Disturbi del sonno e numero di ore ideali

Secondo gli ultimi studi, negli adulti la quantità ideale di riposo per notte è di 7-8 ore. L’insonnia viene a volte sottovalutata, perché considerata un effetto secondario delle malattie psichiche e non una concausa. In un lavoro del 2017 pubblicato su The Lancet Psychiatry, gli autori hanno somministrato a circa metà di un campione di studenti universitari affetti da insonnia una terapia cognitivo-comportamentale specifica, mentre il campione di controllo era libero di ricorrere a trattamenti convenzionali. Nel primo gruppo è stato riscontrato un miglioramento globale, con riduzione dell’ansia e della depressione. “Oltre all’insonnia e alle patologie respiratorie i disturbi del sonno comprendono le parasonnie, i disturbi del movimento legati al sonno e i disturbi del ritmo circadiano”, aggiunge l’esperto del Cnr-Irib. Tra gli effetti legati alla carenza di sonno c’è il peggioramento della risposta immunitaria acquisita, con conseguente minore effetto dei vaccini e maggiore suscettibilità alle infezioni e all’infiammazione, come riportato sull’interessante review “Why Sleep Is Important for Health: A Psychoneuroimmunology Perspective” su Annual Review of Psychology. Le basi molecolari del riposo notturno sul sistema immunitario implicano l’azione di una serie di ormoni e molecole, come l’ormone della crescita e il cortisolo, le cui concentrazioni sono regolate secondo il ritmo circadiano.

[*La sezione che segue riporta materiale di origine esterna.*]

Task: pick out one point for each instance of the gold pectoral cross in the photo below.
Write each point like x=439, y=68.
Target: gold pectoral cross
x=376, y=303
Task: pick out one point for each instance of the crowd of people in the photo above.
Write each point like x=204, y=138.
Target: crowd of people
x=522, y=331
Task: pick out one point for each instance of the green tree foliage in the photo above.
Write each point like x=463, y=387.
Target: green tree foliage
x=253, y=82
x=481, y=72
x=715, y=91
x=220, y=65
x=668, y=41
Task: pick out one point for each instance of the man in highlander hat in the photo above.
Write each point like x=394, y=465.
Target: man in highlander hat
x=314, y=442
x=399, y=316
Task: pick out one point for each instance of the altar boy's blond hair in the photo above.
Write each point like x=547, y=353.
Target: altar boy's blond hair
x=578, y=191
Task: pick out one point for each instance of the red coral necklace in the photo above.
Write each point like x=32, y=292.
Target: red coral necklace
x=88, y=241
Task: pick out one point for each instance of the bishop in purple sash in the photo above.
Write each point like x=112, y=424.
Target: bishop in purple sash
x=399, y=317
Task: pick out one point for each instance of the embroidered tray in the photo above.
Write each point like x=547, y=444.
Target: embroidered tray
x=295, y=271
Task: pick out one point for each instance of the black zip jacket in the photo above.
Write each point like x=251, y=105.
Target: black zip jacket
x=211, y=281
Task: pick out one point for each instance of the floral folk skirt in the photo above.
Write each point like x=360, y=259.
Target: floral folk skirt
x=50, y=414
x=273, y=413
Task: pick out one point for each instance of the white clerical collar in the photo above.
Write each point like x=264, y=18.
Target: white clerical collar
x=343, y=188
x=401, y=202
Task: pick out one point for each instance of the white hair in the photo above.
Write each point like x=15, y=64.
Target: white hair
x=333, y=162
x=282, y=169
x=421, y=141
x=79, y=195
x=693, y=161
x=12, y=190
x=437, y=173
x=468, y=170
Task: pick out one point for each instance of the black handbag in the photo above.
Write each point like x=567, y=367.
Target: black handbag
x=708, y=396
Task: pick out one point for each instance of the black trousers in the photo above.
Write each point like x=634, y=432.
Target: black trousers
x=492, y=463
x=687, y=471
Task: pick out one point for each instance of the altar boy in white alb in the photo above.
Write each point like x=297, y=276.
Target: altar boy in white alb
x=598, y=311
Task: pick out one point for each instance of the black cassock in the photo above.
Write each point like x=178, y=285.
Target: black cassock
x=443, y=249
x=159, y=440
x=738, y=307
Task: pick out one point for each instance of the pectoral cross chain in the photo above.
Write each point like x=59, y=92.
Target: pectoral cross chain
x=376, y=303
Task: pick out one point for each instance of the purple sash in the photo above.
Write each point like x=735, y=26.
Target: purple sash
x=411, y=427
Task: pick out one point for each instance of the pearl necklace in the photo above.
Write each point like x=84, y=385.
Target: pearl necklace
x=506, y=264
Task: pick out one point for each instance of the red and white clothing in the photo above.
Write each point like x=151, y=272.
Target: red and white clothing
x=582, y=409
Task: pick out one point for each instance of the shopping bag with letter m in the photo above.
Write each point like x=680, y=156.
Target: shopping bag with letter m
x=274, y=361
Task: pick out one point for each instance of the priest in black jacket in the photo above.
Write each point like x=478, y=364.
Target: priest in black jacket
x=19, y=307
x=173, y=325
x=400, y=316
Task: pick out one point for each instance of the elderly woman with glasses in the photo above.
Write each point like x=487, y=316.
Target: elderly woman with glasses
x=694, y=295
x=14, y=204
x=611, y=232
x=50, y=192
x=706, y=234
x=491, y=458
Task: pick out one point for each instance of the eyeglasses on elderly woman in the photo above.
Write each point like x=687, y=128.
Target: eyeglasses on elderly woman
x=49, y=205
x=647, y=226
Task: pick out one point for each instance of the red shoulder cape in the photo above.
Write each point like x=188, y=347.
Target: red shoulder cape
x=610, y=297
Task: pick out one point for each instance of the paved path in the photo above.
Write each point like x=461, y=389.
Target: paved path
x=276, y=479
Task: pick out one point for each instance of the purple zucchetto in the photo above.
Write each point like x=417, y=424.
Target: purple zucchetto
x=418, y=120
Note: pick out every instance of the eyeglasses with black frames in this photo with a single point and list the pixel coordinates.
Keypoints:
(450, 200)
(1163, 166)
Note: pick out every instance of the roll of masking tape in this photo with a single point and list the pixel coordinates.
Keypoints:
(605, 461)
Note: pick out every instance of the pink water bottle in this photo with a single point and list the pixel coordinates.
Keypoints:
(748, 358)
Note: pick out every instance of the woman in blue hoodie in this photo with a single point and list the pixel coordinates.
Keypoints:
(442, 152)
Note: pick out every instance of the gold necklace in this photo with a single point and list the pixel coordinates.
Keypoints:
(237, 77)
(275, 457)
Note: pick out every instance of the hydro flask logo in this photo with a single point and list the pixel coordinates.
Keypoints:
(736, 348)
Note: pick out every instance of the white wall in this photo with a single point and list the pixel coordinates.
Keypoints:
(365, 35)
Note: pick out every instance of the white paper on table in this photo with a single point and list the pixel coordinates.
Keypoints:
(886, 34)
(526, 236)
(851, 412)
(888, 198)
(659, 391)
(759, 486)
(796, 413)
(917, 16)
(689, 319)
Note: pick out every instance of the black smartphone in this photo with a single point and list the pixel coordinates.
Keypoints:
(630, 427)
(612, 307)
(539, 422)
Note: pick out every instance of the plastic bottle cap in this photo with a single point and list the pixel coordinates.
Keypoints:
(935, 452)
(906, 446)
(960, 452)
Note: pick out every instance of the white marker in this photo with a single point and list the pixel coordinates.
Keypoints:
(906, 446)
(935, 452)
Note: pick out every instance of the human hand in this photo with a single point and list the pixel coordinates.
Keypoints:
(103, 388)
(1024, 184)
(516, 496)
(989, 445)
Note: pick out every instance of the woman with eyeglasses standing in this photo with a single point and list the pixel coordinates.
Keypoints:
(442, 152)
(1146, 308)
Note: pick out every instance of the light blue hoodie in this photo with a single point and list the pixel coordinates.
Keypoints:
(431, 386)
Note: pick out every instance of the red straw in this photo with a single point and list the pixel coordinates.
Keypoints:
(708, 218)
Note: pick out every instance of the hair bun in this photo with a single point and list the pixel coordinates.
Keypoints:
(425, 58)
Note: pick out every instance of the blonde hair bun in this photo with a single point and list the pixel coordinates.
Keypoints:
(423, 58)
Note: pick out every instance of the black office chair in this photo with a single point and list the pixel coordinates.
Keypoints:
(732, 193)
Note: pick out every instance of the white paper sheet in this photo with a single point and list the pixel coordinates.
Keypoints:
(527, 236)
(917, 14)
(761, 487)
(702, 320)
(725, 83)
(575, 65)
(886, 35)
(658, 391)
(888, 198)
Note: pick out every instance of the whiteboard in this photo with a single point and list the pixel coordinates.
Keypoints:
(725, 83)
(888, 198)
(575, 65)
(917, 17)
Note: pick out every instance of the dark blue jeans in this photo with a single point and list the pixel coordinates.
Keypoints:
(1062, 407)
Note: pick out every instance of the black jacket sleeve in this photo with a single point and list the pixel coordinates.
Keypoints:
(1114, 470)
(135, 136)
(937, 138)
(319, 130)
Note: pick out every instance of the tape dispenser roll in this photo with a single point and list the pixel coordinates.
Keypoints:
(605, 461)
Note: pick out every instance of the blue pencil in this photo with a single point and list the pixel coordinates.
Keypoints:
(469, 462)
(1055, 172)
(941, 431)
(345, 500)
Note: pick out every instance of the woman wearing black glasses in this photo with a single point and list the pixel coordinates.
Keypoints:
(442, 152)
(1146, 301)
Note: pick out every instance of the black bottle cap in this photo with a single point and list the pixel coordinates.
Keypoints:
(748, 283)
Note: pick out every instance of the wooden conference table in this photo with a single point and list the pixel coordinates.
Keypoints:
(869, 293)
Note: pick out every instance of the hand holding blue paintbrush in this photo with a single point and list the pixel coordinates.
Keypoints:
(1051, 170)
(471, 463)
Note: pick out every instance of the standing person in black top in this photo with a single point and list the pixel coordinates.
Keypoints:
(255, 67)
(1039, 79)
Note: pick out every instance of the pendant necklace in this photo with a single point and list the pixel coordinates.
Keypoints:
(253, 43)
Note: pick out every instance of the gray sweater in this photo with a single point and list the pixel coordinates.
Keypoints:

“Crescono le prove sperimentali ed epidemiologiche di un’interazione reciproca tra i disturbi del sonno e il processo neurodegenerativo patologico, in particolare le demenze”, conclude Insalaco. “Un numero crescente di studi ha riportato associazioni tra aumento della proteina β-amiloide nel liquido cerebrospinale e in placche extracellulari e diversi schemi anormali di sonno-veglia, quali privazione o frammentazione di sonno. Nel sonno infatti, in particolare nel sonno profondo, avviene un processo di rimozione di questa proteina e di altre sostanze di scarto che, accumulandosi, aumentano la suscettibilità alle demenze“.